HW1 Stats 366 - Stats 166


Due by 11am, April 13th, 2012 (timestamp used as proof).

Send a complete pdf file to ahead@stanford.edu

Reading and revision

  • Review slides from this week.
  • What are ten words you looked up on wikipedia for clarification?

Do the Lab, make sure to provide a copy of your R commands and the output. Provide comments for both the functions you used and the input. If you can use Sweave, it is highly recommended, in any case, even if you use word, please hand in a pdf file.


Here is a simple example of good comments

GCcontent <- function(myseq)
 {  #####A function to compute GC content of the input sequence myseq
   mytable <- count(myseq, 1) # make a table with the count of As, Cs, Ts, and Gs
   mylength <- length(myseq) # find the length of the whole sequence
   myCs <- mytable[[2]] # number of Cs in the sequence
   myGs <- mytable[[3]] # number of Gs in the sequence
   myCG <- (myCs + myGs)/mylength

About Sweave (for the hardcore programmers who like latex only)
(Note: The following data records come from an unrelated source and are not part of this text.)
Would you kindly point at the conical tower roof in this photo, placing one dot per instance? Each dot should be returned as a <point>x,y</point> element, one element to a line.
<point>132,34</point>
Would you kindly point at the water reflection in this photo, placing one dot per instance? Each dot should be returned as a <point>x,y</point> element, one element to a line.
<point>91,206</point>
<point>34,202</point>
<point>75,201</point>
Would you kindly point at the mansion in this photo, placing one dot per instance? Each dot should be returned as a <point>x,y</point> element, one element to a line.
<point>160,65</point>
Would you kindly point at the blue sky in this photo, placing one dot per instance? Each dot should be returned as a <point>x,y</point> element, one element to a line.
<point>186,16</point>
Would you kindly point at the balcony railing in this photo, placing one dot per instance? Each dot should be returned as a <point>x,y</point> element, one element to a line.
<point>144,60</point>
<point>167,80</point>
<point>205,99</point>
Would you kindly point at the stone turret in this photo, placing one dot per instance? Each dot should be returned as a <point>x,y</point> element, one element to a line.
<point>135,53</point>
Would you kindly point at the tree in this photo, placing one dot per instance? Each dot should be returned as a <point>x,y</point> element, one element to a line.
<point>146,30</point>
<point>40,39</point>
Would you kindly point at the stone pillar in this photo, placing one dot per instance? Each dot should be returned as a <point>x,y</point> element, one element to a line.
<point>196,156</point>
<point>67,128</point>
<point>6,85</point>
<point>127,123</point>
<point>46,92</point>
Some links to Sweave documentation:

LAB component

  1. Look up on the NCBI nucleotide page the genome of Mycobacterium tuberculosis (reference strain H37Rv). Explain the term fasta.
  2. Using either seqinr or geneR do not download the full genome of Mycobacterium tuberculosis H37Rv (this is large), but just the first contig (positions 1-341957).
  3. What is the length of the full genome of Mycobacterium tuberculosis H37Rv accession number AL123456 ?
  4. What are the last 12 nucleotides of the genome?
  5. From within R write a fasta file called mycontig1.fasta with the first 341957 base pairs.
  6. Check that you can read in the file with the read.fasta function.
  7. What is the GC content of the first 341957 base pairs?
  8. How many CG digrams are there?
  9. Is this close to the expected number under an independence model? (ie supposing that the occurrence of a G following a C is independent)
  10. Do a chisquare test to see if the difference is significant.
  11. Follow the instructions in chapter 2 of the little book of r to make a plot of GC content of a moving window of width 500 along the first contig (positions 1-341957).
  12. Download the genome with NCBI reference: NC_016893.1, call this seqyale.
  13. Put the frequencies (counts/total) of a,c,g,t in a vector of length 4 called pest.
  14. Simulate a new sequence of the same length as seqyale called simuseq by drawing independently from a multinomial distribution with probabilities \((p_a, p_t, p_c, p_g)=\) pest. (do not use a loop)
  15. Make a comparative plot of the frequencies of AT digrams in the simulated data simuseq and the seqyale data along the genome.